The delisting of Kratom can be viewed as a precursor to the Kratom Plant Bill which, according to Justice Minister Somsak Thepsuthin, is almost complete and should be enacted by the time the delisting of the plant takes effect in August 2021. Once the Bill is enacted, it will allow any household to grow Kratom if they are permitted by the Food and Drug Administration (FDA) to process the plants into products.

Despite the relaxation of restrictions of Kratom, its delisting should not be interpreted as a free pass given the numerous requirements for permission under the upcoming Act.

The government also announced on 1 June 2021, that the cabinet has approved draft legislation that regulates the sale and use of Kratom, providing licensing requirements for growing, selling, importing, and exporting Kratom for industrial purposes. This legislation is expected to contain provisions prohibiting the sale of Kratom products to minors, nursing or pregnant women, as well as provisions clarifying requirements for labels, advertisements, and distribution channels.
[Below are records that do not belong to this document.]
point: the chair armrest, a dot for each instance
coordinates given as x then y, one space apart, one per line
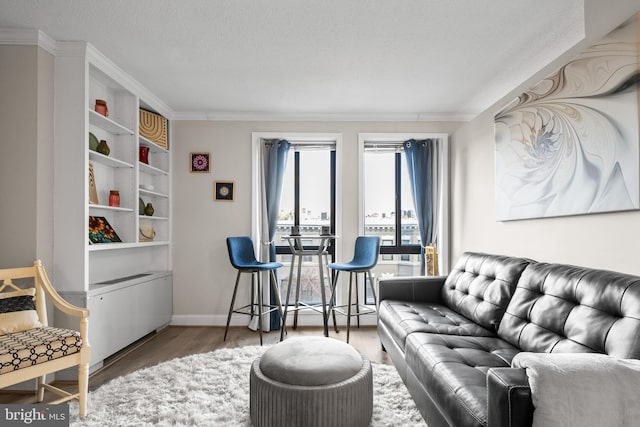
509 398
53 295
415 289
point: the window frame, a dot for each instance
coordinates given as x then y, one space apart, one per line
443 229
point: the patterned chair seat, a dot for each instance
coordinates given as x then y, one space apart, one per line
23 349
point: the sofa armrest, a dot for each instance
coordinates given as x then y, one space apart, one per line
416 289
509 398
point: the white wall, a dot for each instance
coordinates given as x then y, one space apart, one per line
609 241
26 156
203 276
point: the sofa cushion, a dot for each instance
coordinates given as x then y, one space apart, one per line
480 286
453 370
405 317
562 308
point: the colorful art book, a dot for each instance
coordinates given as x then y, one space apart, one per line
100 231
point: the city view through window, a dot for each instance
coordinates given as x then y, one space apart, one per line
314 212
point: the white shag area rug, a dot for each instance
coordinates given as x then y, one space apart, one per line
212 389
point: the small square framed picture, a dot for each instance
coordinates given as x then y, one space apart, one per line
224 191
200 162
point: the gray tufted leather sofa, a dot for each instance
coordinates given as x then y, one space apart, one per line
452 338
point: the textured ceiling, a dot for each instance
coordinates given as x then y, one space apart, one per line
426 58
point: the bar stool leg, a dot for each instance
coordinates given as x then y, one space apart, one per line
373 289
259 304
349 306
276 293
325 317
332 300
286 305
295 314
358 300
233 301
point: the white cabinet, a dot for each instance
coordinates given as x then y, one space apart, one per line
82 267
122 311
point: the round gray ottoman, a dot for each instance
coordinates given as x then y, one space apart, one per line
311 381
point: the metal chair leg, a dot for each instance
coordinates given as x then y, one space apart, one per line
295 313
259 303
373 290
358 301
349 306
332 300
233 301
276 293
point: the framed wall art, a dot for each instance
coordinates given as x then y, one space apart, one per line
569 145
224 191
200 162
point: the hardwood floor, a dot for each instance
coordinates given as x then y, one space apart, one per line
179 341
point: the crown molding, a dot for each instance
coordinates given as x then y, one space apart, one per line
27 37
322 117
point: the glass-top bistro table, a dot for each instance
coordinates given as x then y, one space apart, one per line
319 246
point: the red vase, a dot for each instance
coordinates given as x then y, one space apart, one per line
144 154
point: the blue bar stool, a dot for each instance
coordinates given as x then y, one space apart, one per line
365 257
243 258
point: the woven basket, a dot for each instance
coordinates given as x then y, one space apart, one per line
154 128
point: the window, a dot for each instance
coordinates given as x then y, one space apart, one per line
387 207
389 211
308 201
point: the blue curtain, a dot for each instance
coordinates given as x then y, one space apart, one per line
275 162
419 155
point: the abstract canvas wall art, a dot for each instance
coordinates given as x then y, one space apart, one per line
569 145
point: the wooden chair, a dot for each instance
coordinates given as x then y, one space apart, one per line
29 348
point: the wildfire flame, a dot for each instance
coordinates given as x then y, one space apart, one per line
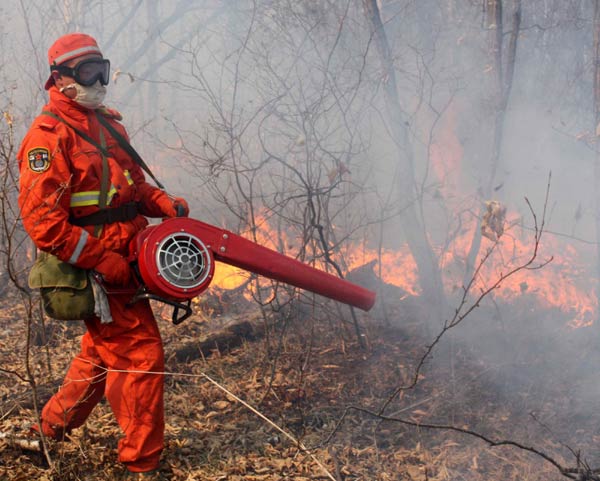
564 284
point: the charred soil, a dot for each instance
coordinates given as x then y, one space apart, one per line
513 371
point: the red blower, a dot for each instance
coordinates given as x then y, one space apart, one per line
176 262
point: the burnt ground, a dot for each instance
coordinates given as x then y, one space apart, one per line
509 371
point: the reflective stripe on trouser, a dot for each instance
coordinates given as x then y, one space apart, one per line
131 342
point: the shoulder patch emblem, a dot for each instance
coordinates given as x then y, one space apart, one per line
39 159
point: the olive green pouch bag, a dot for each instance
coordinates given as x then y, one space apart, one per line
66 290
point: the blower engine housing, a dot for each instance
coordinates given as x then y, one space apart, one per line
176 262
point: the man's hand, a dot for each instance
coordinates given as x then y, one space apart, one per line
114 268
173 206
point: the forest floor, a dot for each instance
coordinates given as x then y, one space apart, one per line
511 372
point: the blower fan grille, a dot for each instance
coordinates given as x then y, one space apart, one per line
183 260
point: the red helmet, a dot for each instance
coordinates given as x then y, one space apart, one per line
68 47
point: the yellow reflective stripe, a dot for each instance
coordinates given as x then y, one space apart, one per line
83 199
79 247
92 197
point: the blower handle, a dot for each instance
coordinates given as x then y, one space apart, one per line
180 210
177 306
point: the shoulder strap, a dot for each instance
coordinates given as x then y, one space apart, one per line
116 135
128 148
103 151
79 132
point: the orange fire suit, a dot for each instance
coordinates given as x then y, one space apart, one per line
60 178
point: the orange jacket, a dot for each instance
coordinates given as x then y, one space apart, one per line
61 175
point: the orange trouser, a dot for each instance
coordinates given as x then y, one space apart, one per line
130 343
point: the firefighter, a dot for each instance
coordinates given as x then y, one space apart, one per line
68 213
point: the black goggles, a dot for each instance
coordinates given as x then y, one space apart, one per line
86 72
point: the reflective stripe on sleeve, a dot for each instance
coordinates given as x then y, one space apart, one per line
79 247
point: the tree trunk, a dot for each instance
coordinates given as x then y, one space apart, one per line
429 273
501 87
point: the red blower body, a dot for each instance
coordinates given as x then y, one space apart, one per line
176 262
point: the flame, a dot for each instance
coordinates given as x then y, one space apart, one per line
566 283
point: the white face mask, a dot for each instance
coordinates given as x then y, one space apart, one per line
89 97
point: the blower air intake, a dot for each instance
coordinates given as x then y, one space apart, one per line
176 262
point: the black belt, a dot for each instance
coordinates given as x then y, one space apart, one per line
109 215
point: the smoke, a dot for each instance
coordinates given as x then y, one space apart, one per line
277 107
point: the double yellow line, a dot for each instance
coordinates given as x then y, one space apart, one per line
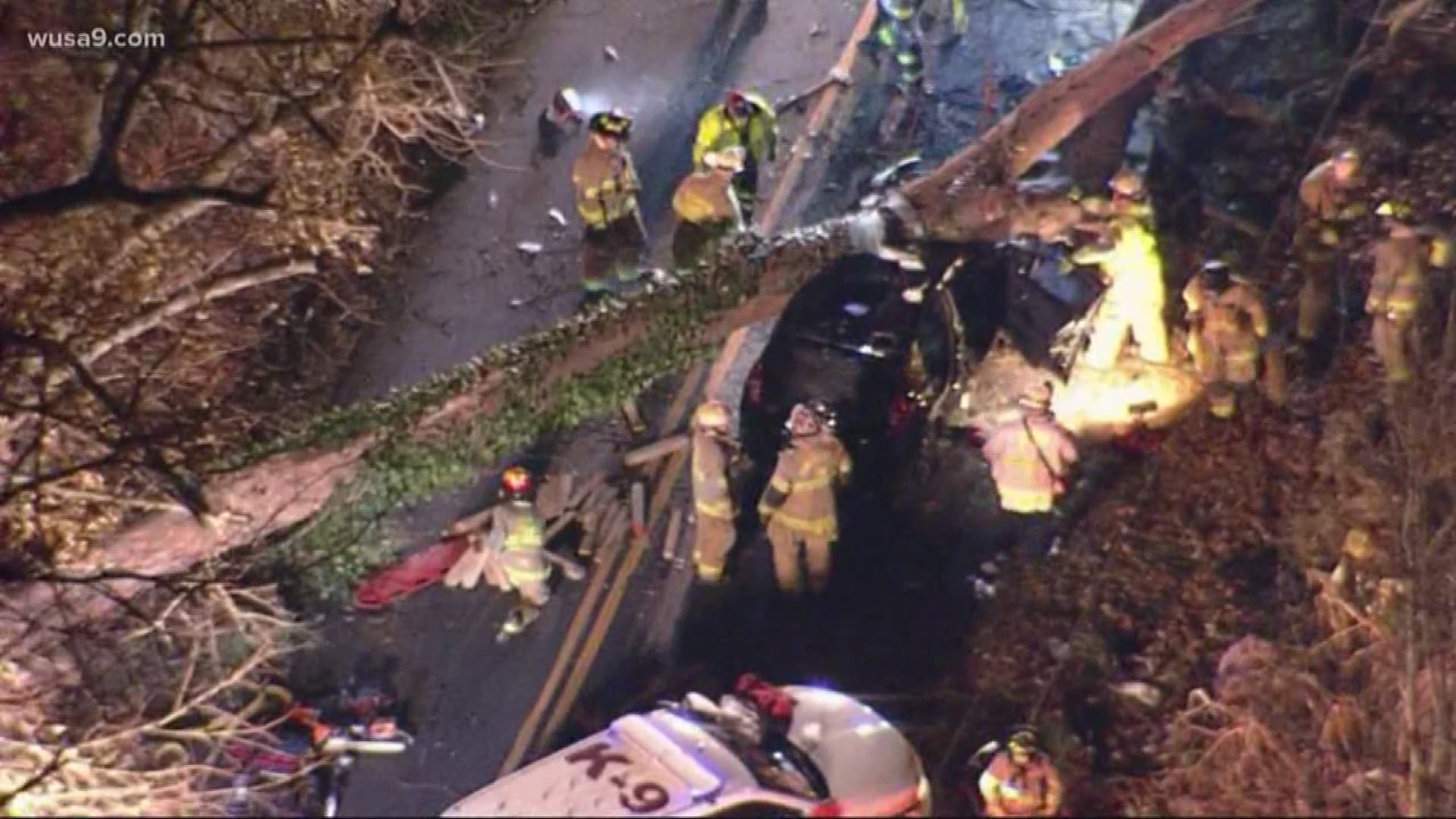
532 736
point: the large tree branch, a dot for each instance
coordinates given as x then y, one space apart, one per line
967 196
182 487
224 286
949 203
93 191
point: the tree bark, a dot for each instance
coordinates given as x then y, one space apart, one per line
1094 152
970 194
226 286
952 202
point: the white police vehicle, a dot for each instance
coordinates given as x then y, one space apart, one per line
835 757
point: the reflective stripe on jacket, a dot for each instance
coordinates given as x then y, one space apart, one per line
805 477
711 494
1131 265
1011 790
707 197
1400 278
606 184
1021 453
1320 193
759 134
523 544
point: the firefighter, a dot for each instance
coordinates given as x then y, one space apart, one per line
745 120
1134 293
712 497
707 207
1228 325
1397 292
1324 196
799 506
1128 199
558 121
1031 458
606 200
522 564
897 33
1021 780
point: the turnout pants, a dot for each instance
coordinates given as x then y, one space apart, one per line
786 547
1394 340
532 592
613 251
714 541
1111 327
692 242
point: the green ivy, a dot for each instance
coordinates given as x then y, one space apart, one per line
348 537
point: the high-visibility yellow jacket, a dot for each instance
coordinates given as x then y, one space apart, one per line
1400 278
707 197
523 544
1015 790
801 493
1131 265
1030 460
711 494
606 184
759 136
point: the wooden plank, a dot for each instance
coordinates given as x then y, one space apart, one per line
593 646
664 487
726 357
638 509
674 526
769 218
585 488
655 450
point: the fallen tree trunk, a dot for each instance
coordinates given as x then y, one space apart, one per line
654 335
968 197
1095 150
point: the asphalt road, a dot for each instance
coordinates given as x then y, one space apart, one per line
893 618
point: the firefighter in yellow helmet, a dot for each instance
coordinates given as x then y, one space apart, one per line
712 494
1021 780
799 506
1397 293
707 207
522 564
745 120
1133 271
897 33
1324 196
1228 324
1031 458
606 200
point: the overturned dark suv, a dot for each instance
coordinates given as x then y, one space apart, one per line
883 343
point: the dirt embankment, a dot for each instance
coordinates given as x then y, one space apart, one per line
1256 618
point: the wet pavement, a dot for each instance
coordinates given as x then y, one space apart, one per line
894 617
674 58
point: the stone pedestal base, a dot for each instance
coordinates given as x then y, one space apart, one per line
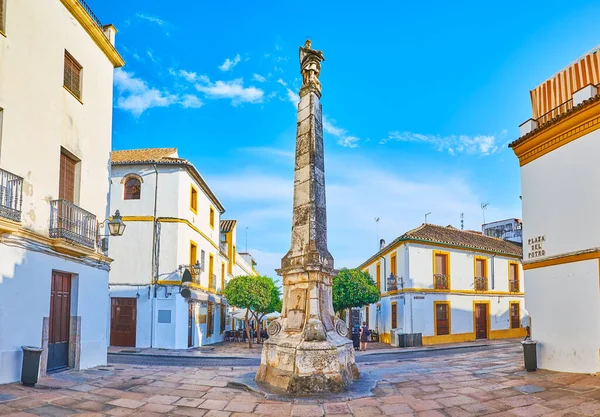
296 366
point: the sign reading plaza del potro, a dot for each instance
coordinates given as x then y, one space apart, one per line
536 247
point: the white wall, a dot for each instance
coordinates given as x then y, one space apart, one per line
25 279
31 65
560 202
563 301
559 198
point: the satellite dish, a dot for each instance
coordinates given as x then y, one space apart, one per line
187 276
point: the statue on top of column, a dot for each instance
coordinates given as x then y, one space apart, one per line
310 67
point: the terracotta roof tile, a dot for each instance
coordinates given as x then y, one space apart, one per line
144 155
225 226
453 236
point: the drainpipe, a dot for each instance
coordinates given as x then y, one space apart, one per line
492 273
154 271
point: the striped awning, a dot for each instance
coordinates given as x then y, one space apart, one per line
554 95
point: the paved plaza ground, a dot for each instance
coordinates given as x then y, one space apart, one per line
453 384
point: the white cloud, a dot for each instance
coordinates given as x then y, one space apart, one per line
135 96
354 198
453 144
233 90
343 139
151 19
229 64
259 78
190 101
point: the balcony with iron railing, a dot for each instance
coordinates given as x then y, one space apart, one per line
90 12
441 282
11 196
481 284
72 223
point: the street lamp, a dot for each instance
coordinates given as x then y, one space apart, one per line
116 227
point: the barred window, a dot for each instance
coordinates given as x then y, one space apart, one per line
72 75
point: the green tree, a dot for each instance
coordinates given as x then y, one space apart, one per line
274 302
255 294
353 288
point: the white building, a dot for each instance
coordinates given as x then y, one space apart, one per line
560 179
173 220
446 285
56 78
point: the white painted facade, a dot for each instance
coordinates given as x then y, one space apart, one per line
162 313
414 298
559 203
33 134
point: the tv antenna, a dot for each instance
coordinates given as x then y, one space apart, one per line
483 209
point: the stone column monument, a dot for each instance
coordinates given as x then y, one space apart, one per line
308 349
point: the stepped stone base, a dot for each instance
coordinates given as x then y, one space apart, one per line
296 366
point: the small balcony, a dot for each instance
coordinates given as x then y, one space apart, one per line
11 196
480 283
72 223
441 281
212 285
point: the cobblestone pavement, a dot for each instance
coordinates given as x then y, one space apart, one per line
239 349
456 384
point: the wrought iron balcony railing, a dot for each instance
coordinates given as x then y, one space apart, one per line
72 223
11 196
89 11
442 282
480 283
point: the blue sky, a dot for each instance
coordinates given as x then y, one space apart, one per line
420 101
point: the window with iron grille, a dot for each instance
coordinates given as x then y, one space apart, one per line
72 75
515 316
133 189
2 15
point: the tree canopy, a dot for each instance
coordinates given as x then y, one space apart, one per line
258 295
353 288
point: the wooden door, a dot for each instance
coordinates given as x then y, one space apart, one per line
123 313
481 321
190 324
59 322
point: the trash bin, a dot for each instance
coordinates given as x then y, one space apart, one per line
530 355
31 365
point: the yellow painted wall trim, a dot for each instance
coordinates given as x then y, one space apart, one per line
394 246
448 338
466 292
508 333
563 131
95 32
563 259
171 220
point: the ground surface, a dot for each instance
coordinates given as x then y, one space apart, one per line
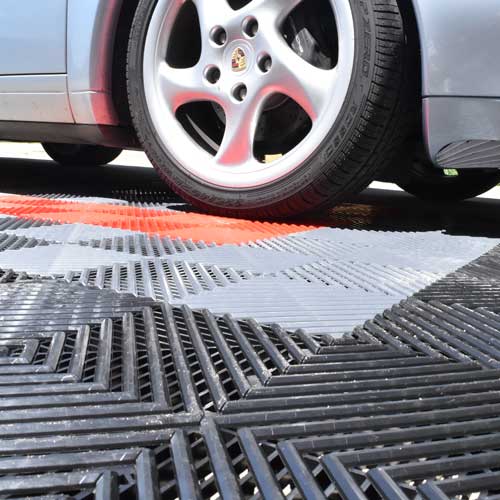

It is also worth noting that restrictions on the use of Kratom as an ingredient for food and beverages are still applicable until amendments permitting its use are made to the Ministry of Public Health Notification Re: Prohibited List of Plants for Use in Food.

Kratom, scientifically known as mitragyna speciosa korthals, is a plant endemic to many parts of Southeast Asia and has been historically used in traditional medicine given its purported health benefits, which range from easing chronic pain to alleviating withdrawal symptoms. However, scientific studies remain deficient since the plant remains illegal in many jurisdictions around the world. The fact that Kratom has been part of Thailand’s traditional cultural norms, and its absence in the list of narcotic substances under the UN Single Convention on Narcotic Drugs, were cited as the basis for its decriminalization. This will result in the triggering of Section 2 of the Criminal Code, effectively placing a stay on pending sentences, convictions, and ongoing punishments that were brought as a result of Kratom-related activities.

It is advisable to consider expert counsel and assistance when considering any activities related to Kratom, as you will still be subject to various legal and regulatory requirements. Silk Legal will continue to monitor developments on this front and will provide updates when available.